Solved – Relative importance of categorical variable in logistic regression

importance

I would like to rank variables of a logistic regression model on the basis of their predictive importance.

The model has both categorical and continuous variables.

For this purpose, is it okay to assign say 1,2,3,4….. values to categories of a categorical variable and treat it as a continuous variable and then standardize it along with other continuous variables and get standardised estimates from logistic regression using the standardized variables as input to the model?

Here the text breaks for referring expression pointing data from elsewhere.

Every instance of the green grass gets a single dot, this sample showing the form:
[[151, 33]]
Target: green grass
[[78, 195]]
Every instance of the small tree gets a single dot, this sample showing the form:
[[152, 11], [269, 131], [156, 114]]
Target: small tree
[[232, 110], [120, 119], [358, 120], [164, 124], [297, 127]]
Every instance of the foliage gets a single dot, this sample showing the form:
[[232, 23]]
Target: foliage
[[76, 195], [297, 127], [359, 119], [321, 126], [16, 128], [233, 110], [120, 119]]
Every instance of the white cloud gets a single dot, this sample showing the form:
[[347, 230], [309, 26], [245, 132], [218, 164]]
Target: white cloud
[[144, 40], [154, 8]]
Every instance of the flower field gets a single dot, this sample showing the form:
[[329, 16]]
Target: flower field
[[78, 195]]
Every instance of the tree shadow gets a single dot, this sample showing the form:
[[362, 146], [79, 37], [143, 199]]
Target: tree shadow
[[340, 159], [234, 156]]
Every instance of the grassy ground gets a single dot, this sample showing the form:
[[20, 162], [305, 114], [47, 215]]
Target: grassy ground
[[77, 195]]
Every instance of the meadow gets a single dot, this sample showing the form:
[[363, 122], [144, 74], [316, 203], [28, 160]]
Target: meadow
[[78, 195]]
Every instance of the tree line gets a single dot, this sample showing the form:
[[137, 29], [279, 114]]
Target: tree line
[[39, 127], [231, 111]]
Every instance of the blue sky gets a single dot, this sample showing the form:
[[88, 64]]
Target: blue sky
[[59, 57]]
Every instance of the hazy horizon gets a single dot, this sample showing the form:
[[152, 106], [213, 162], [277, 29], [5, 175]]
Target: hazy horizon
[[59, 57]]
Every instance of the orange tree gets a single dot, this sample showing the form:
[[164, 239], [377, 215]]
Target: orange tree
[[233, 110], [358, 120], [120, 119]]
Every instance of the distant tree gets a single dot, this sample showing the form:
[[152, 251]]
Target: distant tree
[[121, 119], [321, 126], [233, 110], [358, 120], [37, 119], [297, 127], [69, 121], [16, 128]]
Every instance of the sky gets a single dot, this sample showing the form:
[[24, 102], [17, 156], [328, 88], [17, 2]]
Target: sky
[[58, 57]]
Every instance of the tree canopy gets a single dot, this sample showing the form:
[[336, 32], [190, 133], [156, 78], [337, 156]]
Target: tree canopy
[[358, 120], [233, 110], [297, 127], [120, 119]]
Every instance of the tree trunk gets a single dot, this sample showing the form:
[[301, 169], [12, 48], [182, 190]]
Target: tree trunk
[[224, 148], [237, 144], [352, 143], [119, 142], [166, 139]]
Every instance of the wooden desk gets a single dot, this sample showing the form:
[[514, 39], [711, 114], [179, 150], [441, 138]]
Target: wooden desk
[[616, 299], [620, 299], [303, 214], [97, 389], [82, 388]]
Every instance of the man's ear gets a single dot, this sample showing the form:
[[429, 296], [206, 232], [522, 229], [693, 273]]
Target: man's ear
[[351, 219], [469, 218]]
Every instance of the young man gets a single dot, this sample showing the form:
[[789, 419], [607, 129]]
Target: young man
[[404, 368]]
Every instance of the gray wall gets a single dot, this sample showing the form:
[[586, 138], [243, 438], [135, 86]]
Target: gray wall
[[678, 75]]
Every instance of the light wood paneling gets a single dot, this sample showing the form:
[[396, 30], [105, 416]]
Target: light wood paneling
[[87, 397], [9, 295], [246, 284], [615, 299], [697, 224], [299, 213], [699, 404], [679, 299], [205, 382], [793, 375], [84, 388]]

If the purpose is to find relative importance of variables of an already built model, is this approach alright?

Best Answer

While you can mess around with pseudo-R2s, I have never found them to be very informative or useful in a logit model. You also run into other problems when you compare logit models with different coefficients (I don't have an immediate reference but if you Google or look at CV for logit scaling factor you should get an idea).

Here are a couple of alternative approaches:

  • Estimate average marginal effects. You can use standardized continuous variables, but comparing continuous to categorical variables is inherently difficult because they are not on comparable scales. The only way I would feel comfortable making a categorical variable continuous is if you test the porportional odds assumption (that an increase from 1 to 2 is comparable to 2 to 3, etc.). Even then, you may gloss over information when you make it continuous. I would run the model both ways, and look at average marginal effects/predicted probabilities with the categorical variable set at the same levels for the categorical and continuous case, and see how the results differ. Also map it out to see how the predicted probabilities change based on different levels of the variables.

If you are unable to convince yourself and others that your categorical variables can be continuous, then you have a harder task. You could estimate predicted probabilities of the quantiles or deciles of the continuous variables, and compare them to the categorical variable.

  • Look at the predictive ability of your model. Look into the various metrics of specificity, sensitivity, area under the ROC curve, etc., and see how your prediction changes based on the different variables.

In the end, because there isn't a direct way to do this in a logit model, I would approach this more than one way and see if all the methods triangulate together. If they do, you're golden. If not the story is more nuanced and will take more thinking.